I was watching a smoke simulation tutorial (VFX), the trainer mentioned that gravity needs to be turned "on" to have a smoke simulation rise. He mentioned turning gravity "off" the density of the smoke moves around but never RISES due to no gravity.

Is this just a software "cheat" or does this happen in reality.

Just curious.

• In reality it is difficult to cheat and turn off gravity. In software you can specify acceleration, but gravity is common and available as an option. Less dense material is displaced upwards by more dense material by gravity (acceleration in general). If you hold a helium filled balloon by an attached string in a car just below the car's ceiling (with closed windows) and increase speed (positiely accelerate forward) the balloon moves forward relative to the ocupants as the air molecules are shifted rearwards during the acceleration. The vector of shift is in combination with gravity. Aug 12 '21 at 16:51
• Imagine what striking a match would look like without gravity to cause the flame to rise. Aug 12 '21 at 16:56
• FWIW, here's a question about the behaviour of flames in microgravity: physics.stackexchange.com/q/399688/123208 Aug 12 '21 at 17:04

With gravity, there is a density gradient in the vertical direction. The strength of the gradient depends on the mass of the species. Since the atmosphere has a mixture of different species, you get a separation between different components in the vertical direction, that you would not get if you just mixed all the same gases together in free space (or in a chamber where you could ignore gravity).

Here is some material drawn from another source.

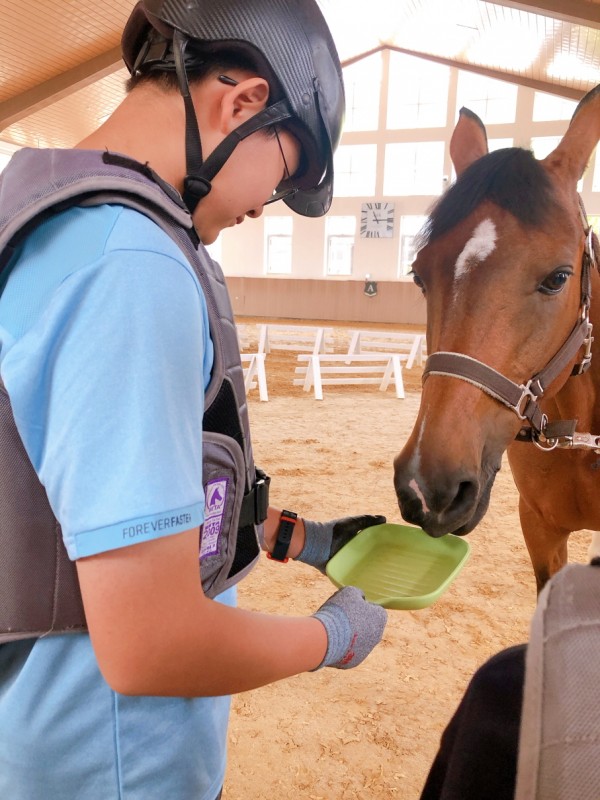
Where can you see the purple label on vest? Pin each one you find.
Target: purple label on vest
(214, 508)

A simple model of this is the isothermal atmosphere. The pressure of a gas varies with height $$z$$ as $$$$p(z) = p_0 e^{-z/z_0}$$$$ where $$p_0$$ is the "sea level" pressure and the scale height $$z_0$$ is $$$$z_0 = \frac{R T}{\mu g}$$$$ where $$R$$ is the gas constant, $$T$$ is the temperature, $$g$$ is the acceleration due to gravity, and $$\mu$$ is the molecular weight of the gas. If the molecular weight of a gas is smaller than that of air, it will tend to be more dense than air at higher altitudes.

This equation also implies that if the temperature of a gas $$T$$ is larger than the ambient air temperature, it will be denser than air at larger heights -- hence "hot air rises." I suspect this latter point explains the behavior of the smoke in the simulation.

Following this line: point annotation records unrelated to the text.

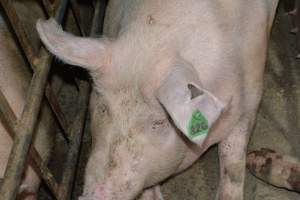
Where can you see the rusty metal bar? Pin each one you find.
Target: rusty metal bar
(289, 5)
(77, 17)
(31, 57)
(97, 24)
(25, 128)
(57, 111)
(48, 7)
(20, 32)
(9, 119)
(6, 114)
(77, 129)
(75, 142)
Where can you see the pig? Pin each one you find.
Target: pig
(160, 67)
(15, 77)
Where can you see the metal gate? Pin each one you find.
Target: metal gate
(21, 130)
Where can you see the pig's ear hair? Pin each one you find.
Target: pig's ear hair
(193, 109)
(89, 53)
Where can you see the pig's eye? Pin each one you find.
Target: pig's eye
(158, 123)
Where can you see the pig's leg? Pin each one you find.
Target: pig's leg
(232, 156)
(152, 194)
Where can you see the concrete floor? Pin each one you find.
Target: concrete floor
(277, 127)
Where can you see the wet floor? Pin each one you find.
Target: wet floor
(277, 127)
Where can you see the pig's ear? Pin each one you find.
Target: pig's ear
(89, 53)
(193, 109)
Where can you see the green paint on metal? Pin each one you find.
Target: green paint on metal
(198, 124)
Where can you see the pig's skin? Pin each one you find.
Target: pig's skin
(135, 145)
(14, 81)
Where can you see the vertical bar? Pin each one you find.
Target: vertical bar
(25, 128)
(75, 142)
(8, 117)
(19, 30)
(77, 129)
(289, 5)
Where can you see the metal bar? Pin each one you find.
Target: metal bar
(9, 118)
(57, 111)
(289, 5)
(48, 7)
(77, 129)
(77, 17)
(97, 24)
(19, 30)
(31, 56)
(75, 142)
(6, 114)
(25, 128)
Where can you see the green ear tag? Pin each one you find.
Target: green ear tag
(198, 124)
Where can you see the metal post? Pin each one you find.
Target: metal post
(18, 156)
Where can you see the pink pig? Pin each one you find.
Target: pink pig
(171, 78)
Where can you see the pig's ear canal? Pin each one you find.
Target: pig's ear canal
(193, 109)
(84, 52)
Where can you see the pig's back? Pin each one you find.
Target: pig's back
(224, 40)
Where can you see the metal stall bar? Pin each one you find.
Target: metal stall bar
(25, 127)
(32, 58)
(74, 145)
(9, 118)
(76, 132)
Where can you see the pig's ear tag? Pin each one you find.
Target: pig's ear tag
(198, 125)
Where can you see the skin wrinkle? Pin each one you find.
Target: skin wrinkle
(153, 36)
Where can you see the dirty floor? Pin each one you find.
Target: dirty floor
(277, 127)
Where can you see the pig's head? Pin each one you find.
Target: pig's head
(135, 142)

• you explained it beautifully, thanks. Aug 12 '21 at 16:52
• @icYou520 Actually thinking about it, the temperature is probably more relevant than the molecular weight for smoke. I'm updating the answer to state this. Aug 12 '21 at 16:56
• Also, because smoke particles are so small they have a very high surface to volume ratio, which gives them a very low terminal velocity. Aug 12 '21 at 17:02

In reality you can not turn of or on the gravity on earth, you could do the experiment in the space station or in free fall and see that the smoke behaves like mentioned without gravity.

“Down” in any location is generally defined as the direction of the local gravitational force (unless you are in a rotating system). “Up” is the opposite direction. So, by definition, gravity cannot act up.

I guess this is due to the fact that when gravity is turned on, the heavier gases settle down and so the lighter gases(smoke) can move up. On the other hand, if there is no gravity all gases are just mixed up together and the smoke doesn't rise.